TEMPO.CO, Jakarta - Menteri Luar Negeri Rusia Sergei Lavrov mengakui negaranya belum sepenuhnya “bersih” dalam perang Ukraina. Akan tetapi, dia menyakinkan Rusia tidak malu (mengakui) akan hal itu.
Pernyataan itu diucapkan saat Lavrov ditanya oleh BBC tentang laporan PBB di desa Yahidne Ukraina. Dalam laporan itu disebut, ada 360 penduduk dipaksa tinggal di ruang bawah tanah sekolah oleh tentara Rusia selama 28 hari. Dari total jumlah tersebut, 10 orang tewas.
“Sangat disayangkan. Tetapi diplomat internasional, termasuk Komisaris Tinggi PBB untuk HAM, Sekretaris Jenderal PBB dan perwakilan PBB lainnya, berada di bawah tekanan oleh Barat," kata Lavrov seperti dilansir The Independent, Jumat, 17 Juni 2022.
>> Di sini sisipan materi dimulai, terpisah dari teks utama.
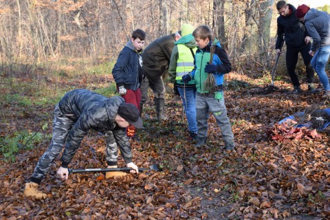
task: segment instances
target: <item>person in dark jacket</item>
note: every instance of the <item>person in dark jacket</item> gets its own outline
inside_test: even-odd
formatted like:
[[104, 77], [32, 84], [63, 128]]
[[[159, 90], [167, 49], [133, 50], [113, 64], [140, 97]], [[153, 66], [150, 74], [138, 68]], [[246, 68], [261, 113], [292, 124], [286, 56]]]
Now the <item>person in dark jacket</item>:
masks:
[[311, 92], [315, 91], [314, 70], [311, 65], [311, 56], [308, 53], [311, 45], [311, 38], [304, 25], [296, 17], [296, 8], [288, 4], [285, 1], [276, 3], [276, 8], [280, 16], [277, 18], [277, 39], [275, 49], [280, 53], [282, 41], [285, 41], [287, 45], [286, 64], [287, 72], [294, 85], [294, 92], [301, 92], [299, 78], [296, 73], [296, 67], [300, 52], [306, 66], [308, 89]]
[[[142, 120], [138, 108], [125, 103], [122, 98], [109, 98], [86, 89], [67, 93], [55, 107], [52, 142], [36, 164], [30, 182], [25, 184], [24, 195], [46, 198], [47, 195], [39, 191], [38, 186], [63, 146], [62, 164], [57, 173], [67, 179], [68, 166], [91, 129], [105, 134], [108, 168], [117, 167], [119, 147], [127, 167], [133, 169], [132, 173], [138, 173], [138, 166], [132, 162], [131, 146], [125, 134], [129, 124], [141, 128]], [[107, 177], [113, 177], [111, 173], [107, 173]], [[116, 175], [124, 174], [118, 172]]]
[[[220, 46], [220, 42], [212, 39], [210, 27], [198, 27], [192, 32], [192, 36], [198, 47], [195, 55], [195, 67], [190, 74], [182, 76], [182, 81], [188, 82], [195, 80], [196, 83], [198, 132], [197, 143], [195, 146], [201, 147], [206, 144], [208, 120], [211, 112], [221, 130], [226, 148], [232, 151], [235, 147], [235, 143], [223, 96], [224, 75], [232, 71], [232, 64], [227, 53]], [[214, 52], [211, 53], [211, 50]], [[214, 77], [214, 84], [206, 83], [210, 74]]]
[[313, 56], [311, 63], [314, 67], [320, 81], [324, 87], [323, 98], [330, 98], [330, 85], [325, 72], [325, 65], [330, 55], [330, 14], [306, 5], [298, 7], [296, 15], [305, 22], [307, 31], [313, 38], [309, 54]]
[[163, 78], [167, 77], [174, 43], [181, 38], [179, 32], [166, 35], [151, 42], [142, 53], [145, 77], [141, 84], [141, 112], [148, 98], [150, 87], [155, 94], [154, 102], [158, 120], [166, 120], [164, 113], [165, 87]]
[[[143, 30], [134, 30], [131, 41], [119, 54], [112, 69], [119, 94], [126, 102], [132, 103], [139, 110], [141, 102], [140, 87], [144, 74], [142, 53], [146, 33]], [[134, 138], [135, 132], [135, 128], [133, 125], [126, 129], [129, 138]]]

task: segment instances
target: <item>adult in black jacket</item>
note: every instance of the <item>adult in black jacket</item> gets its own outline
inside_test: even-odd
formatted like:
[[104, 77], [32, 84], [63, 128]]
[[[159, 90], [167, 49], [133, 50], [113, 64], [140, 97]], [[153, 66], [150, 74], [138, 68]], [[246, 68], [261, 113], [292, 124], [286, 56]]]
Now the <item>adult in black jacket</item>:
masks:
[[278, 53], [280, 53], [284, 34], [284, 41], [287, 45], [287, 69], [294, 85], [294, 91], [296, 94], [301, 92], [299, 78], [295, 71], [300, 52], [306, 65], [308, 89], [313, 92], [315, 91], [313, 84], [314, 69], [311, 65], [312, 57], [309, 54], [311, 37], [304, 25], [296, 18], [296, 8], [287, 3], [285, 1], [280, 1], [276, 4], [276, 8], [280, 16], [277, 18], [277, 40], [275, 49]]
[[143, 69], [144, 77], [141, 83], [140, 111], [148, 98], [150, 87], [155, 94], [154, 101], [158, 120], [166, 120], [164, 115], [165, 87], [163, 78], [168, 73], [168, 65], [174, 43], [181, 38], [179, 32], [164, 36], [151, 42], [143, 51]]

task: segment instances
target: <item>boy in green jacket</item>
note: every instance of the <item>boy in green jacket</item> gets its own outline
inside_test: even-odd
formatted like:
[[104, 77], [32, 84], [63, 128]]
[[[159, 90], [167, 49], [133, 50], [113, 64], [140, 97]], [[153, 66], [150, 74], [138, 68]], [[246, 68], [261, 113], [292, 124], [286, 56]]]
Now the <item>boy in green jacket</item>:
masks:
[[[190, 74], [184, 75], [182, 80], [188, 82], [194, 79], [196, 83], [198, 142], [195, 146], [200, 147], [206, 142], [208, 119], [209, 111], [211, 111], [221, 130], [226, 148], [232, 150], [235, 146], [234, 135], [223, 99], [223, 75], [232, 70], [232, 65], [219, 41], [215, 39], [212, 43], [212, 31], [209, 27], [201, 25], [194, 30], [192, 35], [198, 46], [195, 56], [195, 69]], [[211, 85], [212, 88], [207, 88], [204, 83], [208, 74], [214, 77], [215, 82]]]

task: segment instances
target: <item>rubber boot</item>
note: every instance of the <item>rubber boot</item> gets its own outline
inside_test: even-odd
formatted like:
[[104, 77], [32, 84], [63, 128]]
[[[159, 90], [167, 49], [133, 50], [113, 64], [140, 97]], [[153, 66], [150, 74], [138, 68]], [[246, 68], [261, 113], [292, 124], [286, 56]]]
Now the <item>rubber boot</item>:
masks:
[[155, 98], [155, 105], [156, 106], [157, 120], [159, 121], [167, 120], [164, 115], [165, 99]]
[[[108, 166], [108, 168], [118, 168], [117, 166]], [[105, 178], [115, 178], [116, 177], [124, 177], [126, 176], [127, 173], [122, 171], [113, 171], [113, 172], [106, 172]]]
[[36, 197], [37, 199], [46, 199], [47, 194], [42, 192], [38, 190], [39, 185], [34, 182], [25, 184], [24, 189], [24, 195], [25, 197]]

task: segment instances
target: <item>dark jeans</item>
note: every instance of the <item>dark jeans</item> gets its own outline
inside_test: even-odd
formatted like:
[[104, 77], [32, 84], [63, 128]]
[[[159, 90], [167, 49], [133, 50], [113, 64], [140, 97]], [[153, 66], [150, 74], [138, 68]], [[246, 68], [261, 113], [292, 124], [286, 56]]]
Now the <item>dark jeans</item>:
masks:
[[300, 87], [299, 78], [296, 73], [296, 67], [298, 62], [298, 56], [300, 52], [304, 60], [304, 64], [306, 66], [306, 76], [307, 78], [308, 83], [313, 83], [314, 82], [314, 69], [311, 65], [312, 56], [308, 53], [311, 44], [305, 45], [298, 47], [287, 47], [286, 63], [287, 72], [290, 76], [292, 85], [294, 87]]

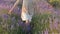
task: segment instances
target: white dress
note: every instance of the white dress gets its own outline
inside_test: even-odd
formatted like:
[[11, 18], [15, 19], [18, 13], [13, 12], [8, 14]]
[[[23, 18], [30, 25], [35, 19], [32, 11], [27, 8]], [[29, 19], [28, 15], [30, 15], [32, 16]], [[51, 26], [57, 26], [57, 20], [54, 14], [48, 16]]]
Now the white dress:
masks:
[[32, 5], [32, 0], [23, 0], [21, 19], [23, 21], [29, 20], [31, 21], [34, 13], [34, 8]]

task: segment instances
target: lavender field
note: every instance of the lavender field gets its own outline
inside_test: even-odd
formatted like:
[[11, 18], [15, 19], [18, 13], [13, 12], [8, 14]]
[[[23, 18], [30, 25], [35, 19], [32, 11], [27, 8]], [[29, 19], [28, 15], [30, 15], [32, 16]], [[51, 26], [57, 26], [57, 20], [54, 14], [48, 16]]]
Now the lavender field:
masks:
[[16, 0], [0, 0], [0, 34], [60, 34], [60, 0], [34, 0], [31, 23], [21, 20], [22, 1], [11, 14]]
Kondisi bangunan sekolah yang hancur akibat serangan Rusia, di Kharkiv, Ukraina, 2 Juni 2022. Serangan rudal Rusia menghancurkan sebuah sekolah di kawasan permukiman Kharkiv. REUTERS/Ivan Alvarado
Puluhan ribu warga sipil dan militer jatuh dalam perang. Jutaan warga Ukraina mengungsi keluar dari negaranya. Konflik di Eropa timur ini juga berdampak pada meningkatnya ancaman krisis pangan dan energi global.
Lavrov menegaskan, Rusia berada di Ukraina untuk mengalahkan Nazi. Dia juga mengingatkan, tidak semuanya berjalan seperti yang tergambarkan dalam konflik.
"Kami tidak menginvasi Ukraina. Kami mendeklarasikan operasi militer khusus karena kami sama sekali tidak punya cara lain untuk menjelaskan kepada Barat, bahwa menyeret Ukraina ke NATO adalah tindakan kriminal," kata Lavrov.